Sir Dick Evans, BAe chief executive, said progress towards rationalisation among Europe's leading defence companies was proving painfully slow and was dogged by political complications and practicalities.

"My own view is that if the US groups begin to have ambitions on a global scale, then that provides opportunities for us. Europe has to be in a position where we can look in transatlantic terms."

Sir Dick pointed out that BAe already had strong links with the two big US defence and aerospace groups - Lockheed Martin and Boeing-McDonnell Douglas. BAe has joined Lockheed Martin on the Joint Strike Fighter Project - the biggest procurement programme in military history with a potential value of $160bn (pounds 100bn). It also has links with Boeing-McDonnell Douglas on the Nimrod 2000 programme, the Harrier AV8B and the T45.

However, industry observers suggested that BAe might be trying to play its European and US counterparts off against one another. BAe's preferred solution remains a regrouping of Europe's defence industry along the lines of the successful civil aircraft consortium Airbus Industrie in which BAe has a 20 per cent stake.

Airbus's contribution to BAe's results was graphically demonstrated yesterday as it emerged that it is making annual profits of about pounds 130m from the manufacture of Airbus wings.

Profits from Airbus are set to rise further over the next few years due to increasing aircraft production and efficiency improvements. Deliveries are projected to rise from 126 last year to 180 this year and 230 next.

BAe submitted an application last month to the DTI for about pounds 165m in launch aid to develop a stretched version of the long-range Airbus A340. The 375-seat jet will cost $2.5bn to develop and will, for the first time, give Airbus a product that can compete directly with the Boeing 747.

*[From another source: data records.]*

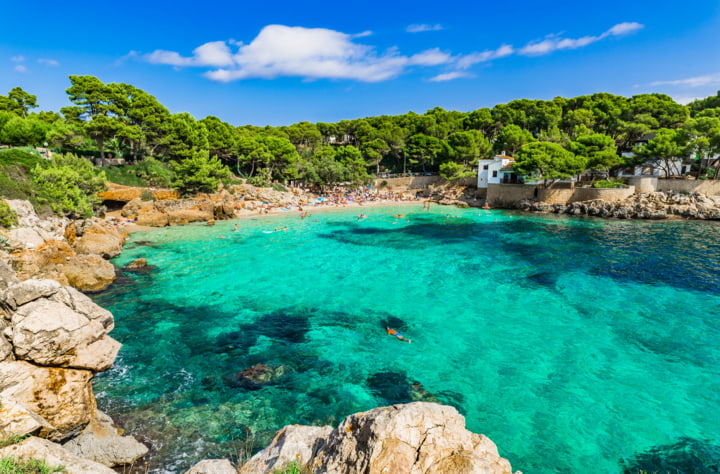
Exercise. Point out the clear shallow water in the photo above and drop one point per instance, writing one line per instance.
(573, 344)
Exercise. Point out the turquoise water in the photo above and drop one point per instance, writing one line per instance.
(575, 345)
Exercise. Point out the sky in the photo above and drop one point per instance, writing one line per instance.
(278, 63)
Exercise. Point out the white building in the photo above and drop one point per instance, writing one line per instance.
(492, 171)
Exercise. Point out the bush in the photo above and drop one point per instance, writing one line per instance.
(199, 173)
(70, 185)
(10, 465)
(8, 217)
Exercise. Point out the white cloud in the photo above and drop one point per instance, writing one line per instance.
(554, 43)
(698, 81)
(449, 76)
(423, 28)
(311, 53)
(431, 57)
(471, 59)
(320, 53)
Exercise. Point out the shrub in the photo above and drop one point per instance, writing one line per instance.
(155, 173)
(10, 465)
(8, 217)
(70, 185)
(199, 173)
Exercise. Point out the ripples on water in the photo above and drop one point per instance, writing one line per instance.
(576, 345)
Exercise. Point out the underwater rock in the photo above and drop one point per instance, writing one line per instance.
(687, 455)
(257, 376)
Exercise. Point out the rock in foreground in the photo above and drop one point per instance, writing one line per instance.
(413, 438)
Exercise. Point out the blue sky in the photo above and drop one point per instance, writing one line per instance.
(277, 63)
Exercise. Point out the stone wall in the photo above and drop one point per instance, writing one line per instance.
(508, 195)
(606, 194)
(511, 195)
(644, 184)
(410, 182)
(708, 187)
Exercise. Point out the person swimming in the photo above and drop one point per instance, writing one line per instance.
(392, 332)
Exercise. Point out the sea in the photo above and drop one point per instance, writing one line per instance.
(578, 345)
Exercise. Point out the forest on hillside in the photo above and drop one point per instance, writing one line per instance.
(550, 139)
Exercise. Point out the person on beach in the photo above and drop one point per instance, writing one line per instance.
(392, 332)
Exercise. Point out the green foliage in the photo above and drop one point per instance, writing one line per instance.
(8, 217)
(548, 161)
(293, 467)
(10, 465)
(261, 179)
(199, 173)
(609, 183)
(453, 171)
(70, 185)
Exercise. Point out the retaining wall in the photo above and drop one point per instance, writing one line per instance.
(709, 187)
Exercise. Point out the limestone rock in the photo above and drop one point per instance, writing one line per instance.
(292, 443)
(89, 272)
(15, 419)
(27, 291)
(101, 442)
(81, 303)
(63, 397)
(413, 438)
(49, 333)
(213, 466)
(54, 455)
(99, 241)
(26, 237)
(7, 275)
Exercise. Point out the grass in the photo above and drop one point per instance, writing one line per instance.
(10, 465)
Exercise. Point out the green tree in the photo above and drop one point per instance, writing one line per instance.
(664, 149)
(547, 161)
(598, 150)
(511, 138)
(199, 173)
(70, 185)
(453, 171)
(24, 100)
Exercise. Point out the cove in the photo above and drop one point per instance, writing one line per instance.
(576, 345)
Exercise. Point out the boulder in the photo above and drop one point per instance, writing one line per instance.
(50, 333)
(89, 272)
(413, 438)
(213, 466)
(53, 455)
(62, 397)
(292, 443)
(27, 291)
(7, 275)
(100, 241)
(26, 237)
(102, 442)
(15, 419)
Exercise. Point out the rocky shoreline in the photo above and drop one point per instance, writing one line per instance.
(54, 339)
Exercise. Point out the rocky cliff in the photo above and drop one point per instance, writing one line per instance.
(53, 340)
(656, 205)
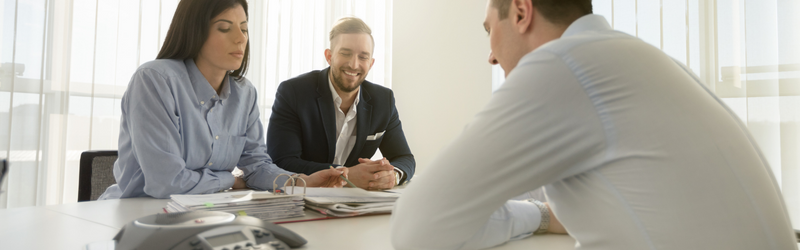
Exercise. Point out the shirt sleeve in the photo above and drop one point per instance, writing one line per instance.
(257, 166)
(538, 128)
(153, 123)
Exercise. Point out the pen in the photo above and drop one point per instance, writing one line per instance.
(345, 179)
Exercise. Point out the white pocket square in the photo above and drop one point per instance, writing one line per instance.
(375, 136)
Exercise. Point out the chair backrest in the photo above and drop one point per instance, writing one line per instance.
(96, 174)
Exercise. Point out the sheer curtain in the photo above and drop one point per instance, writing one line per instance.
(65, 65)
(746, 51)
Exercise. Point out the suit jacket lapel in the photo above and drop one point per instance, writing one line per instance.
(327, 112)
(363, 123)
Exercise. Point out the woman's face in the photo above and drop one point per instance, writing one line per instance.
(227, 40)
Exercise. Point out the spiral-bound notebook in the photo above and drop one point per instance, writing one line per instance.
(260, 204)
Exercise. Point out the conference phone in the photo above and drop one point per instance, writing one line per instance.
(206, 230)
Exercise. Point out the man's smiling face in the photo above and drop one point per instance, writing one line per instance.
(351, 59)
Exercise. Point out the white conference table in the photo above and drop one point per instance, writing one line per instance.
(73, 226)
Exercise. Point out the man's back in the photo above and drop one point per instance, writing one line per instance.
(633, 151)
(679, 171)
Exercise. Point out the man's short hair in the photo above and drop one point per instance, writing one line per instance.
(559, 12)
(351, 25)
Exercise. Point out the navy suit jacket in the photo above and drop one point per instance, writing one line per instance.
(301, 136)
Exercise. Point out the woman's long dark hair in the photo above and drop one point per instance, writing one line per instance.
(189, 30)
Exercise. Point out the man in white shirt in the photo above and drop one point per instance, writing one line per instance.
(631, 148)
(334, 117)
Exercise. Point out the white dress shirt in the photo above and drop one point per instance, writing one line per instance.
(632, 149)
(345, 126)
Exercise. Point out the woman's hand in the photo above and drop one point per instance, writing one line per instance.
(326, 178)
(239, 183)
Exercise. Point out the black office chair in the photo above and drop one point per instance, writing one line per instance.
(96, 174)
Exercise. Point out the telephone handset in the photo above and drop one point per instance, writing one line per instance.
(205, 230)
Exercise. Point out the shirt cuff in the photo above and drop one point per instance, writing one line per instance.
(226, 180)
(402, 175)
(525, 217)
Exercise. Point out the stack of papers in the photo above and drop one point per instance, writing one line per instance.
(260, 204)
(344, 202)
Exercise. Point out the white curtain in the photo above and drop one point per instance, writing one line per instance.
(747, 51)
(66, 64)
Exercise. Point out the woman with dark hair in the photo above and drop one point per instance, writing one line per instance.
(189, 117)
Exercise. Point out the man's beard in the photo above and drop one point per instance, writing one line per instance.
(339, 82)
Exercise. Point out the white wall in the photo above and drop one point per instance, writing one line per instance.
(441, 76)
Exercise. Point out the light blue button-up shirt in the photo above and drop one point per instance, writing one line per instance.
(177, 136)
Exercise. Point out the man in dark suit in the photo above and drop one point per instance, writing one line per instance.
(333, 117)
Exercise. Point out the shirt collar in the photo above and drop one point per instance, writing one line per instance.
(338, 100)
(589, 22)
(202, 89)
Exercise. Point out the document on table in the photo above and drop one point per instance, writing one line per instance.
(347, 195)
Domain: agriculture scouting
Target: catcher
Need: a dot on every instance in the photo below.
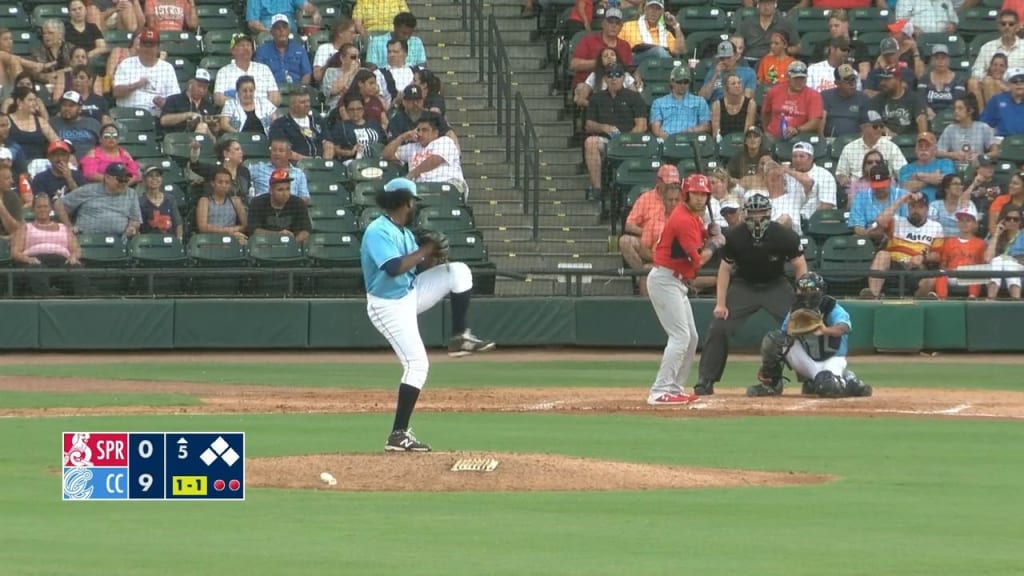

Meanwhile repayment of launch aid for earlier Airbus programmes is also set to rise from pounds 60m this year to pounds 140m in 1998 and pounds 160m the year after that. BAe has now repaid all the launch aid received for early Airbus programmes and is starting to pay back rolled-up interest. It believes this will strengthen its case, not just for launch aid on the stretched A340 but for backing for the much bigger A3XX project which will involve aid of pounds 1.9bn from the four Airbus governments.

The launch of the A3XX is conditional on Airbus converting into a single commercial entity by 1999.

BAe made a pre-tax loss of pounds 70m in the first half of the year after incurring pounds 348m of exceptional charges to cover its withdrawal from turboprop manufacture. Excluding exceptional items, profits rose by 29 per cent to pounds 278m on sales of pounds 3.87bn. The order book stands at a record pounds 19.5bn.